Quizá lo más duro de reconocer, pero que urge hacerlo, es que frente a la población, las autoridades carecen de la autoridad efectiva, es decir, hay una ruptura en la interiorización de una relación de “mando-obediencia” entre la autoridad y la población, sustentada en un sólido marco de derecho y de respeto de los derechos humanos.

En ese sentido, sorprende la ineficacia de la autoridad al llamar al orden; estamos ante una situación grave en la que en amplios territorios, el Estado carece de la legitimidad de representar la autoridad y el imperio de la Ley: se escucha en varios videos que militares y policías invitan a la gente a retirarse, y como respuesta obtienen la agresión y una actitud de franco desafío; y en esto puede leerse una ruptura de la representación de la ley y el orden en el uniforme que portan.

Pero no todo está perdido, hay respuestas. El Presidente se coloca al frente de la situación y las instituciones responden. De ahí, lo urgente de preguntarnos: ¿por qué estar ahí, si todos saben de lo peligroso de estar literalmente inundados de gasolina; por qué ocurrió ahí, si ya había antecedentes de casas incendiadas; por qué puede imponerse la codicia, la afrenta a la autoridad y el afán de la ganancia fácil?

Todos saben del peligro, insisto, y todos, también, parten de una convicción: es ilegal, pero no hay consecuencias.

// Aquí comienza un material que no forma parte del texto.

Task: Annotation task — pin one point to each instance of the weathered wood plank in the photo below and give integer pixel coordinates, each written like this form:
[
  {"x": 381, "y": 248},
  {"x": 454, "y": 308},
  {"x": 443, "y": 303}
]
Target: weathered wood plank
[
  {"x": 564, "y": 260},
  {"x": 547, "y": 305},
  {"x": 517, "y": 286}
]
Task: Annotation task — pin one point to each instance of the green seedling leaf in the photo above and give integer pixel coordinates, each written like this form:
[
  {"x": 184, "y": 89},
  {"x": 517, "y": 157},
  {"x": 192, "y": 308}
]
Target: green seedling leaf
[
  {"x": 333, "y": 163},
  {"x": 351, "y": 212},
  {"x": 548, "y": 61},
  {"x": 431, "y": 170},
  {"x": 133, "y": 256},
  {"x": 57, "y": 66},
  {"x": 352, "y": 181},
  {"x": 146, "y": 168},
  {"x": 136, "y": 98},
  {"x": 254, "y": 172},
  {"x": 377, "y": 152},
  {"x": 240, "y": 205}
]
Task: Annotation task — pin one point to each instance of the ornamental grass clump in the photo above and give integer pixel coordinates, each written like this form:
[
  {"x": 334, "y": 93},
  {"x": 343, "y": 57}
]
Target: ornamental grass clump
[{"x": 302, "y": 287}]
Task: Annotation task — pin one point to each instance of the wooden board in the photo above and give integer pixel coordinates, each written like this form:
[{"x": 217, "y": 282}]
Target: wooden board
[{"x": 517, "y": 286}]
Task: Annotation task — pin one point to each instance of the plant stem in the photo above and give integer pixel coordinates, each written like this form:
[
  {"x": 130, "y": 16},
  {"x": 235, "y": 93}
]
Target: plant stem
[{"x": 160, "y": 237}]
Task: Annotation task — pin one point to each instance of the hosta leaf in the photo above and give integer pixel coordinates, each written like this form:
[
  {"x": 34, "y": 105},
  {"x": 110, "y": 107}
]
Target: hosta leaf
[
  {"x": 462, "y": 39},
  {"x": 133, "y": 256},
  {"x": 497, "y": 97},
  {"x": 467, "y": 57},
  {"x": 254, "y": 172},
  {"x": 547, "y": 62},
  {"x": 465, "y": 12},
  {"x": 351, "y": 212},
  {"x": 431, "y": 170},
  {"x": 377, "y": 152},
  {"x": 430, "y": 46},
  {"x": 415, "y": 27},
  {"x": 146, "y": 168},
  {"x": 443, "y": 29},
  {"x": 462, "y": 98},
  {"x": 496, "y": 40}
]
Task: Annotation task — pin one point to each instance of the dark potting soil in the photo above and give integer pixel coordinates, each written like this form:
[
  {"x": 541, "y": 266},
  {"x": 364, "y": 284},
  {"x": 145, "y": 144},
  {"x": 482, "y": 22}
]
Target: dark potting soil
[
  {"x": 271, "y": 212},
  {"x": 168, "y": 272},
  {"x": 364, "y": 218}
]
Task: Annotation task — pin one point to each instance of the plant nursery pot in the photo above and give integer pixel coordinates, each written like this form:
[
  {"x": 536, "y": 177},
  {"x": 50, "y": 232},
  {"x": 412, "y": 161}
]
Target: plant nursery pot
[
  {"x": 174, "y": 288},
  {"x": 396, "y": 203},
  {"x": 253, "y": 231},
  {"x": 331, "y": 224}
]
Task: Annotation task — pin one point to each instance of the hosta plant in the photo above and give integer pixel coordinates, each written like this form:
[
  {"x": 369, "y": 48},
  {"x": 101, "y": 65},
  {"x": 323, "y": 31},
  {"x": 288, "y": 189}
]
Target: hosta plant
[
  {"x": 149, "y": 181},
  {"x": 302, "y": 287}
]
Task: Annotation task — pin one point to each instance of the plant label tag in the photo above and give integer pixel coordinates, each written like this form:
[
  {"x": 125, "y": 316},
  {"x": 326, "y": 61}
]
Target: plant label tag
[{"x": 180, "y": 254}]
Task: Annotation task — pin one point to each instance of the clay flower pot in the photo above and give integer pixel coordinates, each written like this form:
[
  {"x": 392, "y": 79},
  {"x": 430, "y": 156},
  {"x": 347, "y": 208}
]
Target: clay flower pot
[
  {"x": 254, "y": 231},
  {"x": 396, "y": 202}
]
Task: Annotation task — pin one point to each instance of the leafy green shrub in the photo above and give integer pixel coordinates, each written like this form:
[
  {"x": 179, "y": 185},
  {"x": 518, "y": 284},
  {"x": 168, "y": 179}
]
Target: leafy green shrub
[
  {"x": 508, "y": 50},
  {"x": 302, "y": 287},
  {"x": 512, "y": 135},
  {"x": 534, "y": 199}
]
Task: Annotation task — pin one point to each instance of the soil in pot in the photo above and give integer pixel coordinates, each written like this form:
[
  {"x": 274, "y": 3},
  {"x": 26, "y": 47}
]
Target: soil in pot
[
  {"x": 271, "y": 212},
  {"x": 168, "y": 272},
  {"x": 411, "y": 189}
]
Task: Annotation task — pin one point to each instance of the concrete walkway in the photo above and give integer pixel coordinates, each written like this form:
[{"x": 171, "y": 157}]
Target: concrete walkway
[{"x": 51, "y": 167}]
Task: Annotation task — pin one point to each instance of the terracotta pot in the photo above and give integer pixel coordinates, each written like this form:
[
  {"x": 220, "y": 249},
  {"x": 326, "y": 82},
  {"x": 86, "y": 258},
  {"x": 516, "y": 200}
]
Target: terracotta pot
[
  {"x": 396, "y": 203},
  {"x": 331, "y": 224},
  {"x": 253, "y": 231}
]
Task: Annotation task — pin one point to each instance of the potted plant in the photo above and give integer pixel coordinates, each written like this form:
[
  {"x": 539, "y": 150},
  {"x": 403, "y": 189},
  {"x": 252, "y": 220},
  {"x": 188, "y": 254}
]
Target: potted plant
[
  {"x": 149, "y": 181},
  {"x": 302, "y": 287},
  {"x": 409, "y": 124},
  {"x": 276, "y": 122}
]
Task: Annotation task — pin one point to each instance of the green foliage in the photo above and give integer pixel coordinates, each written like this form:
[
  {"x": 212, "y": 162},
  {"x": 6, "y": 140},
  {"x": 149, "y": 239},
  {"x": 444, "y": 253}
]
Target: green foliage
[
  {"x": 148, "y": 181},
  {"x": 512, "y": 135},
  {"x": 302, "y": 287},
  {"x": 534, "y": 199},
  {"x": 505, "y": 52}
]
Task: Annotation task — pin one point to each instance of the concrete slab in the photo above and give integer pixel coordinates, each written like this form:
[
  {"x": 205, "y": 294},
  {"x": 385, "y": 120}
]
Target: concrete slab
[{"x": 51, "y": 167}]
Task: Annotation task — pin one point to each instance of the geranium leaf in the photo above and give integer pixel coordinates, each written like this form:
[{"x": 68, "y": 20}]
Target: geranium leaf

Años de saber que es una forma impune de obtener ganancias. Por eso no es exagerado sostener que algo profundo está roto en nuestra constitución cívica, porque no hay noción del delito, no hay una convicción social a favor de la legalidad y, en contraste, sí hay una actitud generalizada respecto de que “todo se vale” si se da la oportunidad de hacerlo.

Necesitamos recuperar urgentemente la legitimidad del Estado y restaurar la noción compartida por todos, de que lo mejor para todos es obedecer la Ley, por eso la lucha contra la corrupción debe ser mucho más que una cruzada personal, y avanzar en la transformación profunda de las instituciones, para desde ahí avanzar hacia la construcción de una nueva civilidad, de una nueva configuración de lo público como el espacio común de realización de las aspiraciones personales, y en el que la igualdad, el acceso a la justicia y el bienestar, sean una posibilidad palpable. Todo lo demás constituye un despropósito.